Answer With Search Text

search_content and search_documents both return two things, for different uses:

  • search.text — a single, pre-assembled string combining the retrieved chunks with their contextual metadata, ready to drop directly into an LLM prompt. This is the recommended way to generate an answer: inject search.text into the system prompt, then send the user’s question as the user message.
  • search.results — an array of individual chunk objects (score, documentId, sourceUrl, page images, bounding boxes, and any attached metadata). Use this for structured, per-chunk data — for example, to render citations, highlight the exact source passage, or build a source-attribution UI. search.text is a flattened string, not structured per-chunk data, so don’t try to reconstruct that UI from it.

A minimal answer-generation pattern:

system:
You are a knowledgeable assistant. Answer using only the information below.
If the answer isn't in the provided information, say so — do not fabricate one.
===
{search.text}
===
user:
{the user's question}

For citations, pull sourceUrl / fileName and the chunk’s location data from the matching entries in search.results and display them alongside the generated answer.

Local File Fallback

MCP has no tool for uploading a local file directly — document_ingestremote only accepts documents reachable at a public URL, and it’s the only ingest tool in the 12-tool default MCP surface. MCP alone cannot ingest a document on a local filesystem.
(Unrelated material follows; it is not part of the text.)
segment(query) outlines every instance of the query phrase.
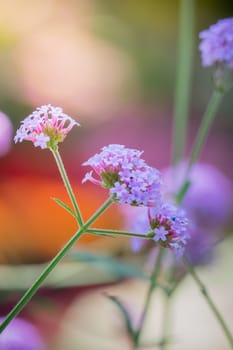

For local files, fall back to the direct SDK/API path:

  • Python SDK — use client.ingest() with Document(...). It detects a local file_path automatically, uploads it through the pre-signed upload service, and submits it via the same remote-ingest mechanism document_ingestremote uses under the hood.

    1from groundx import Document, GroundX
    2
    3client = GroundX(api_key="YOUR_API_KEY")
    4
    5response = client.ingest(
    6 documents=[
    7 Document(
    8 bucket_id=bucket_id, # the bucketId saved from the "Create Or Select A Bucket" step
    9 file_path="/local/path/report.pdf",
    10 file_name="report.pdf",
    11 file_type="pdf",
    12 ),
    13 ]
    14)
    15process_id = response.ingest.process_id
  • Direct REST — request a pre-signed upload URL, PUT the file to it, then submit the resulting hosted URL to POST /v1/ingest/documents/remote with an X-API-Key header (not Authorization: Bearer):

    1POST /v1/ingest/documents/remote
    2X-API-Key: YOUR_API_KEY
    3Content-Type: application/json
    4
    5{
    6 "documents": [
    7 {
    8 "bucketId": 1234,
    9 "sourceUrl": "{hosted URL from the pre-signed upload}",
    10 "fileName": "report.pdf",
    11 "fileType": "pdf"
    12 }
    13 ]
    14}

Once the hosted URL is ingested this way, the rest of the workflow (poll, search, answer) is identical to the remote-document path above, through either MCP or SDK/REST.

Scope Requirements

This workflow needs more than read access. Per the derived-scope rule in Connect Hosted MCP Tools — Scope And Visibility:

StepToolRequired scope
Create bucketbucket_creategroundx:write
List bucketsbucket_listgroundx:read
Ingest documentdocument_ingestremotegroundx:ingest
Poll statusdocument_getprocessingstatusbyidgroundx:ingest
Searchsearch_content / search_documentsgroundx:write

A read-only (groundx:read-only) key cannot complete this workflow. As documented in Connect Hosted MCP Tools, a read-only session only ever sees bucket_list, group_list, and health_get from the 12 default tools — document_ingestremote, document_getprocessingstatusbyid, search_content, and search_documents all require groundx:ingest or groundx:write and won’t be visible. To run this workflow, connect with a key granted both groundx:ingest and groundx:write scopes.